Encontra-se em trâmite
junto à Câmara dos Deputados o Projeto de Lei nº 2.285/2007, apresentado
pelo Deputado Sérgio Barradas Carneiro, que foi gestado no âmbito do
Instituto Brasileiro de Direito de Família - IBDFAM.
Este projeto, se e quando aprovado, implicará em uma grande reforma do
direito de família vigente, introduzido pelo Código Civil de 2002 que,
aliás, inovou pouco em face do Código Civil de 1916 e das leis posteriores
que versaram sobre o tema. Não é despropositado lembrar que o atual Livro de
Direito de Família do Código Civil foi concebido na década de 60, distante
ainda, portanto, da grande revolução nessa área introduzida pela
Constituição Federal de 1988.
Não há como negar que a realidade cultural das famílias brasileiras mudou
muito nas últimas décadas, exigindo uma nova valoração por parte do
legislador e dos juristas. A família mudou. Hoje não há como falarmos sobre
isso sem termos em mente que a comunhão de vida consolidou-se no valor
"afetividade", e não mais no poder marital ou patriarcal. A igualdade de
direitos e deveres entre os cônjuges foi consagrada no texto constitucional.
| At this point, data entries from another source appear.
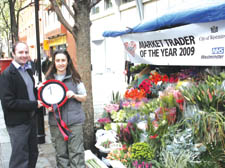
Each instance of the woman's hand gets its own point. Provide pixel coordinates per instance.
(39, 85)
(50, 109)
(70, 94)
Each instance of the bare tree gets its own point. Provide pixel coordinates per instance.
(80, 31)
(15, 7)
(4, 21)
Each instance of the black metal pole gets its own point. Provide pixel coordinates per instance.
(40, 115)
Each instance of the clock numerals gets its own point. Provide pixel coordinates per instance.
(50, 90)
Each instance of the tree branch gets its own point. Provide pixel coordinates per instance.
(3, 15)
(67, 7)
(60, 17)
(93, 3)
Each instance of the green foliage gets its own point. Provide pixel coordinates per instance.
(213, 157)
(129, 134)
(142, 151)
(116, 97)
(150, 107)
(208, 127)
(208, 95)
(170, 160)
(168, 101)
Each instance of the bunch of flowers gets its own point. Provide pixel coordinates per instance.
(122, 154)
(111, 107)
(129, 134)
(171, 104)
(132, 107)
(103, 121)
(142, 151)
(135, 94)
(143, 164)
(154, 84)
(119, 116)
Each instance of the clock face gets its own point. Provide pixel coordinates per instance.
(53, 92)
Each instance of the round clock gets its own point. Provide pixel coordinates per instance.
(53, 92)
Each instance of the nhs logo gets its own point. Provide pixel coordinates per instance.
(218, 50)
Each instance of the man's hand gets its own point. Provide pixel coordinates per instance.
(70, 94)
(40, 103)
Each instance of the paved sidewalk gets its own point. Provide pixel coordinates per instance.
(46, 157)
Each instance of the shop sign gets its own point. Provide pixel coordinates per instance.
(46, 45)
(199, 44)
(57, 41)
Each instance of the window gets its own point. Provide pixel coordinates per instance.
(108, 4)
(126, 1)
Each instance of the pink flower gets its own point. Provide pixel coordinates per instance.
(111, 107)
(153, 136)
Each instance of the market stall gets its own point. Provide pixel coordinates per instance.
(172, 114)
Há liberdade de constituição, desenvolvimento e extinção das entidades
familiares, e isonomia no tratamento jurídico dos filhos de origem biológica
ou socioafetiva, além do princípio basilar da dignidade da pessoa humana que
alteraram profundamente o estatuto jurídico da familia brasileira.
A proposta contida no referido Projeto de Lei com certeza suscitará muitas e
- previsivelmente - acaloradas discussões nas Casas Legislativas, mas parece
ser possível afirmar que, dado o reconhecido e prestigioso saber
jurídico-filosófico dos profissionais das diversas áreas que participaram da
elaboração do texto (segundo nos relata o Boletim IBDFAM nº 47, e outras
asserções disponíveis no "site" desse Instituto), além da evidente
necessidade de atualização de alguns institutos, há uma auspiciosa
possibilidade deste PL ser aprovado, ainda que com emendas.
O PL pretende retirar o "direito das famílias" do âmbito do Código Civil,
criando uma lei totalmente autônoma no plano material e processual para
regulamentar as relações de família. Nesse sentido, quer revogar totalmente
o Livro IV- Do Direito de Família, do Código Civil, e também alguns
dispositivos do Código de Processo Civil, a atual Lei de Alimentos (Lei
5.478/68), a Lei de Divórcio (Lei 6.515/77) e a Lei de Investigação de
Paternidade de filhos havidos fora do casamento (Lei 8.560/92), e ainda os
artigos 70 a 76 da Lei de Registros Públicos.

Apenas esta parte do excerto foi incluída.